S.D. Campbell/Kinetics Noise Control
CONCLUSION
Vibration isolation of all or part of buildings is becoming increasingly common. One option for the isolation design is laminated elastomeric pads. The development of such a pad, using a carbon fiber mesh rather than steel plates as reinforcement, was described in this paper. The theoretical basis for determining the deformations and pressure distribution in the pad, including accounting for the flexibility of the reinforcement, was presented. Also discussed are the results from an extensive testing program that investigated the static and dynamic stiffness, creep, and debonding potential of the laminated bearings. Finally, sample designs of both the new pad and a standard pad were presented for a realistic problem.
The new pad offers several advantages over the traditional steel-reinforced design.
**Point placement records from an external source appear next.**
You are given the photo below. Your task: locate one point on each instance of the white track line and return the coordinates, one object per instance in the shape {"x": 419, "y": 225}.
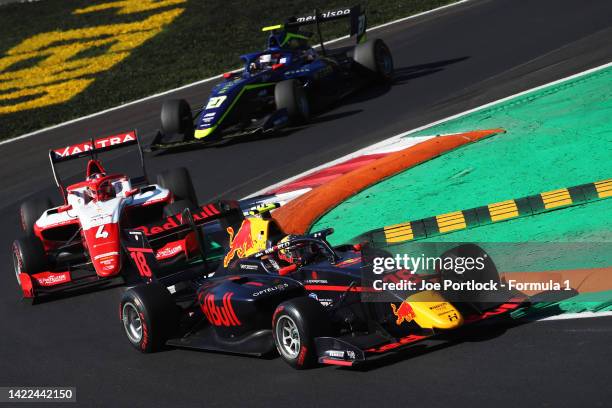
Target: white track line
{"x": 394, "y": 139}
{"x": 93, "y": 115}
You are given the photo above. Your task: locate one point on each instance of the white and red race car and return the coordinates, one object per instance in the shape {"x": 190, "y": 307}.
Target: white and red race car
{"x": 78, "y": 243}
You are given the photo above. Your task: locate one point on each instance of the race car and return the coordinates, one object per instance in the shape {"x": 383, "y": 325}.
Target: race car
{"x": 283, "y": 84}
{"x": 305, "y": 299}
{"x": 78, "y": 243}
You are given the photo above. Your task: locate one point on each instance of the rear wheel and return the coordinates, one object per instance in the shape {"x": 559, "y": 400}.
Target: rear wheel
{"x": 30, "y": 211}
{"x": 149, "y": 316}
{"x": 376, "y": 57}
{"x": 179, "y": 182}
{"x": 295, "y": 325}
{"x": 176, "y": 117}
{"x": 28, "y": 256}
{"x": 290, "y": 95}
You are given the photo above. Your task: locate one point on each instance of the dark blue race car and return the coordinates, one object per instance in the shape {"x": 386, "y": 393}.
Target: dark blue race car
{"x": 284, "y": 84}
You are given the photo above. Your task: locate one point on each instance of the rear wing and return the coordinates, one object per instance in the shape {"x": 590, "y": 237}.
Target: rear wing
{"x": 317, "y": 237}
{"x": 356, "y": 14}
{"x": 92, "y": 148}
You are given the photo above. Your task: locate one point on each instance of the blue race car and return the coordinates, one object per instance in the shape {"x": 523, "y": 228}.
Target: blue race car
{"x": 282, "y": 85}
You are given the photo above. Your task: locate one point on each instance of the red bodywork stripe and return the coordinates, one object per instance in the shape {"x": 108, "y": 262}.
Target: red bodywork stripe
{"x": 146, "y": 250}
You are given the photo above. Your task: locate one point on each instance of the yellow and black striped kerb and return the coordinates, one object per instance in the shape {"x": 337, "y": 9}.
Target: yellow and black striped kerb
{"x": 491, "y": 213}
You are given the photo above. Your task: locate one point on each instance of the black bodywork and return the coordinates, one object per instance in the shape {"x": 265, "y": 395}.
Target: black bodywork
{"x": 233, "y": 310}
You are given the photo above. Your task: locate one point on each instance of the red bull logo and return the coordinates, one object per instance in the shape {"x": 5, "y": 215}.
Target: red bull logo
{"x": 223, "y": 315}
{"x": 240, "y": 243}
{"x": 403, "y": 313}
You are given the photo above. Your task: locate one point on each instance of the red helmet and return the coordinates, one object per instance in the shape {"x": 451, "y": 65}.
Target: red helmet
{"x": 102, "y": 191}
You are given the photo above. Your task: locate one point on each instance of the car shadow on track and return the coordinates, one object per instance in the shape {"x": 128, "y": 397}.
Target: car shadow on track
{"x": 405, "y": 74}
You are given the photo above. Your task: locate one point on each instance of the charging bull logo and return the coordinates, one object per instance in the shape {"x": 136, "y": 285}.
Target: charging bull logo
{"x": 223, "y": 315}
{"x": 403, "y": 313}
{"x": 240, "y": 243}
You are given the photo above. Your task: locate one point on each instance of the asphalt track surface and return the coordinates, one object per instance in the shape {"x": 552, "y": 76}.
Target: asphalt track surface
{"x": 446, "y": 62}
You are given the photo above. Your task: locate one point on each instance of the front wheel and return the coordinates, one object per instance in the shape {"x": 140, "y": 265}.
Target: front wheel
{"x": 30, "y": 211}
{"x": 149, "y": 317}
{"x": 29, "y": 256}
{"x": 374, "y": 55}
{"x": 295, "y": 325}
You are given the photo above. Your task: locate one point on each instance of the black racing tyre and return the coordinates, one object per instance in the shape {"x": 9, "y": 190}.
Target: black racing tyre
{"x": 29, "y": 256}
{"x": 177, "y": 207}
{"x": 179, "y": 182}
{"x": 376, "y": 57}
{"x": 176, "y": 117}
{"x": 295, "y": 325}
{"x": 30, "y": 211}
{"x": 149, "y": 316}
{"x": 290, "y": 95}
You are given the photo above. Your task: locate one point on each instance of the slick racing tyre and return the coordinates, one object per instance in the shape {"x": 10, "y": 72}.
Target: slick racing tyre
{"x": 30, "y": 211}
{"x": 179, "y": 182}
{"x": 295, "y": 325}
{"x": 290, "y": 95}
{"x": 177, "y": 207}
{"x": 149, "y": 316}
{"x": 176, "y": 118}
{"x": 28, "y": 256}
{"x": 376, "y": 57}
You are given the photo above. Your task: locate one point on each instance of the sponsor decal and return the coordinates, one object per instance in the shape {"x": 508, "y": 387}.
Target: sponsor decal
{"x": 239, "y": 243}
{"x": 404, "y": 313}
{"x": 170, "y": 250}
{"x": 249, "y": 267}
{"x": 327, "y": 14}
{"x": 174, "y": 221}
{"x": 223, "y": 315}
{"x": 348, "y": 262}
{"x": 297, "y": 71}
{"x": 51, "y": 279}
{"x": 271, "y": 289}
{"x": 100, "y": 143}
{"x": 105, "y": 255}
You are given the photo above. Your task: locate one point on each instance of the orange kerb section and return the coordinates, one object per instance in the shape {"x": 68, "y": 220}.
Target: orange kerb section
{"x": 298, "y": 215}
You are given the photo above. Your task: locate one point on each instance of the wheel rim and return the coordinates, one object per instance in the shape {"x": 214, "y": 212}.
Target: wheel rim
{"x": 132, "y": 323}
{"x": 288, "y": 337}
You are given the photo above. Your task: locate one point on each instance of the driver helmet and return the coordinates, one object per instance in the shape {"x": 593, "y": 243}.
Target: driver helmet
{"x": 291, "y": 256}
{"x": 103, "y": 192}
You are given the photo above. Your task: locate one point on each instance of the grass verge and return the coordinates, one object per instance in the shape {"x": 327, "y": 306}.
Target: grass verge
{"x": 205, "y": 40}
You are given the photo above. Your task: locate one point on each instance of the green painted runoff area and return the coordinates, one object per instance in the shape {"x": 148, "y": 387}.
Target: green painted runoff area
{"x": 557, "y": 137}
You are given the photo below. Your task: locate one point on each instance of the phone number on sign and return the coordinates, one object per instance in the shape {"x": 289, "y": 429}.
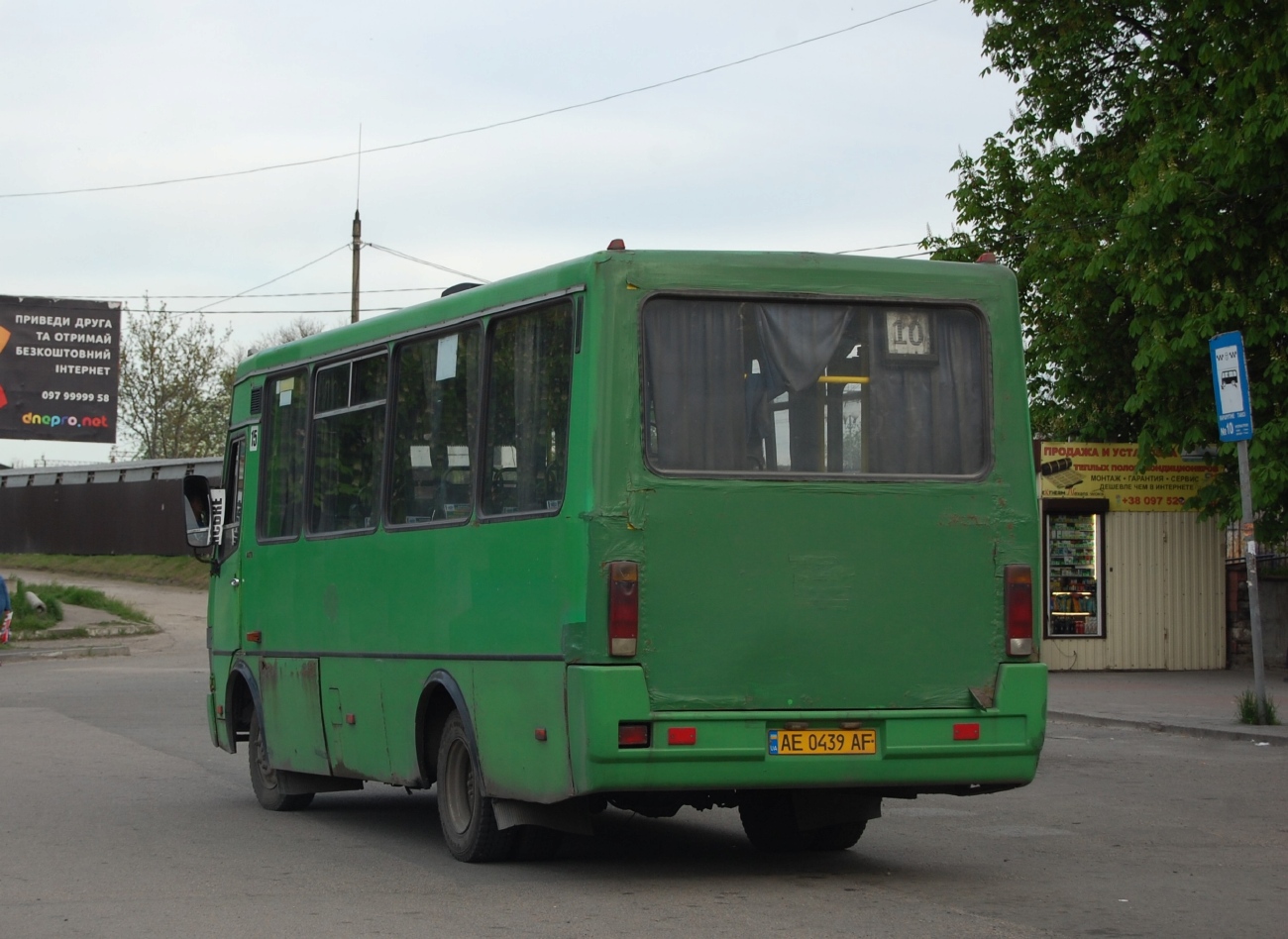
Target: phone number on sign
{"x": 75, "y": 395}
{"x": 1153, "y": 500}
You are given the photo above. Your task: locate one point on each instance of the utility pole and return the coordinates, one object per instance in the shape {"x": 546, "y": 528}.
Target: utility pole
{"x": 357, "y": 247}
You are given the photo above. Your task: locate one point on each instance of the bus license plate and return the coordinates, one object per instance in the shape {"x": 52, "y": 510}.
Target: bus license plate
{"x": 822, "y": 742}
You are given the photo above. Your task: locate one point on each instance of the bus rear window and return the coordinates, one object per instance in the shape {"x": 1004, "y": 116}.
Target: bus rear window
{"x": 844, "y": 389}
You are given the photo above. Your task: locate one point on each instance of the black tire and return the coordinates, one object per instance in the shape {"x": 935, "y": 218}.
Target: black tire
{"x": 263, "y": 777}
{"x": 533, "y": 843}
{"x": 836, "y": 837}
{"x": 464, "y": 813}
{"x": 769, "y": 819}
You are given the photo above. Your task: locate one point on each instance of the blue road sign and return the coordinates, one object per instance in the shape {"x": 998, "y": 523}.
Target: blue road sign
{"x": 1231, "y": 384}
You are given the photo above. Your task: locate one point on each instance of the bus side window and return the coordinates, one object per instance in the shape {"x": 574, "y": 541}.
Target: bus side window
{"x": 436, "y": 416}
{"x": 281, "y": 505}
{"x": 348, "y": 443}
{"x": 524, "y": 458}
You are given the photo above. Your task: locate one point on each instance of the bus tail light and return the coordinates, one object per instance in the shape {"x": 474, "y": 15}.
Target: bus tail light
{"x": 632, "y": 736}
{"x": 623, "y": 607}
{"x": 1019, "y": 609}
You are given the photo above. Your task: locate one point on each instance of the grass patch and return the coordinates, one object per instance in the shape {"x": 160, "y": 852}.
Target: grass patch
{"x": 1247, "y": 703}
{"x": 27, "y": 617}
{"x": 181, "y": 571}
{"x": 54, "y": 595}
{"x": 94, "y": 599}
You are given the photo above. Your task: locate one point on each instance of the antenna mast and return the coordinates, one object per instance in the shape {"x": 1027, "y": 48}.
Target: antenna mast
{"x": 357, "y": 235}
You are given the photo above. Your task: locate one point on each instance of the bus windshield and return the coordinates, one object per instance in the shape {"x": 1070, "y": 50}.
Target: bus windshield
{"x": 785, "y": 386}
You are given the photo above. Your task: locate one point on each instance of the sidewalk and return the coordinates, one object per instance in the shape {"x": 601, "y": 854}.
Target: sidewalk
{"x": 1198, "y": 703}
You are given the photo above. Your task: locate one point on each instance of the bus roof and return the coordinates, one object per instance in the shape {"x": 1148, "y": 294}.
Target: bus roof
{"x": 733, "y": 270}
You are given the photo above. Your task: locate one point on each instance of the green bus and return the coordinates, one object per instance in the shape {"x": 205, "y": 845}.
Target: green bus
{"x": 645, "y": 530}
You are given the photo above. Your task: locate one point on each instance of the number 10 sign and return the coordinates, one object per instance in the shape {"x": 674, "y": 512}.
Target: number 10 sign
{"x": 1231, "y": 382}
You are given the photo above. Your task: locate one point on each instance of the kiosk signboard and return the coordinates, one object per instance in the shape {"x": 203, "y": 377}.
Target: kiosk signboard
{"x": 1231, "y": 384}
{"x": 59, "y": 364}
{"x": 1108, "y": 470}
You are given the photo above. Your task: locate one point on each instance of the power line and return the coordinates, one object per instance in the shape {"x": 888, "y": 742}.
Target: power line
{"x": 249, "y": 296}
{"x": 481, "y": 128}
{"x": 420, "y": 261}
{"x": 273, "y": 281}
{"x": 239, "y": 312}
{"x": 877, "y": 248}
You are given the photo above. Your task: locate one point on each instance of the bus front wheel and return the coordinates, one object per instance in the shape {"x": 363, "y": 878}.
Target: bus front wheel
{"x": 265, "y": 780}
{"x": 464, "y": 811}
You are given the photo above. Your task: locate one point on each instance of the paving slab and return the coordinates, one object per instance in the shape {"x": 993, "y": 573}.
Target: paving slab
{"x": 1199, "y": 703}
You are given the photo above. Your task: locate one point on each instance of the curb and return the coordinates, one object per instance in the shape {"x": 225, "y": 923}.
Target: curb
{"x": 73, "y": 652}
{"x": 1158, "y": 727}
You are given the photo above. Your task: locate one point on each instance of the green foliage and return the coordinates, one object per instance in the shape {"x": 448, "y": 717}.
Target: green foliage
{"x": 1247, "y": 703}
{"x": 147, "y": 569}
{"x": 174, "y": 393}
{"x": 94, "y": 599}
{"x": 54, "y": 595}
{"x": 1140, "y": 197}
{"x": 27, "y": 617}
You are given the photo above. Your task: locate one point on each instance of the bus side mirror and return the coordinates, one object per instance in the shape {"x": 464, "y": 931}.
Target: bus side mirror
{"x": 196, "y": 510}
{"x": 204, "y": 514}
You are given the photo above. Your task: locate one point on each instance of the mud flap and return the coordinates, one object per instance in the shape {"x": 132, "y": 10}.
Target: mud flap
{"x": 822, "y": 808}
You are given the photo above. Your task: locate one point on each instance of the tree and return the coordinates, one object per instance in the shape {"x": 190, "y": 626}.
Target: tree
{"x": 1140, "y": 196}
{"x": 172, "y": 401}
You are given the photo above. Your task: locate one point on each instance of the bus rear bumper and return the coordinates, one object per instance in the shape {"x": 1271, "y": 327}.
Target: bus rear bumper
{"x": 921, "y": 750}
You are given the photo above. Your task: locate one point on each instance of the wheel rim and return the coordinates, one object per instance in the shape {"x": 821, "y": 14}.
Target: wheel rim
{"x": 459, "y": 788}
{"x": 267, "y": 777}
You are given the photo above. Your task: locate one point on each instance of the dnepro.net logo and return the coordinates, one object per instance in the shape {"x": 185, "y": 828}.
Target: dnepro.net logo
{"x": 52, "y": 420}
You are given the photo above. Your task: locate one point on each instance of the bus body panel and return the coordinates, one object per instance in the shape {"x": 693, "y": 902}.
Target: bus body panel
{"x": 914, "y": 746}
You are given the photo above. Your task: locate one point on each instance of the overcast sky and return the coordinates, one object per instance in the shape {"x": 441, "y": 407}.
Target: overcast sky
{"x": 838, "y": 145}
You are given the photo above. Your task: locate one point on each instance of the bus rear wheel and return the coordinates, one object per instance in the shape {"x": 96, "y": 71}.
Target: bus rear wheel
{"x": 265, "y": 780}
{"x": 464, "y": 813}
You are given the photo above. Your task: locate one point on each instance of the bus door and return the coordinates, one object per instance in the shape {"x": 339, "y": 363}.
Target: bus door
{"x": 226, "y": 626}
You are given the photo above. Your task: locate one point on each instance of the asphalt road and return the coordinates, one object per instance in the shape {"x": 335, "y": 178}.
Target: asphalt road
{"x": 117, "y": 818}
Since the carbon mesh and elastomer form both chemical and mechanical bonds, no processing is required prior to vulcanization of the laminate, and much thinner (approximately 0.8 mm or less) layers of reinforcing can be used. Pads designed for the same natural frequency are thinner and lighter than if steel-reinforced, due to both the reduced thickness of the reinforcing and the inherently lighter weight of the carbon. In addition, the pads are non-corrosive in most environments suitable for natural rubber or neoprene and are non-magnetic. Finally, the pads are easily cut after manufacture, unlike steel-reinforced bearings, allowing for last-minute adjustments of size and faster delivery times.
Testing has shown that the bearings provide performance similar to conventionally reinforced pads and that their operation meets current specifications. Additionally, an analytical solution for the pad behavior accurately predicts the measured response. In conclusion, the new carbon fiber meshreinforced isolation pads do everything the standard pads do, but have many additional advantages.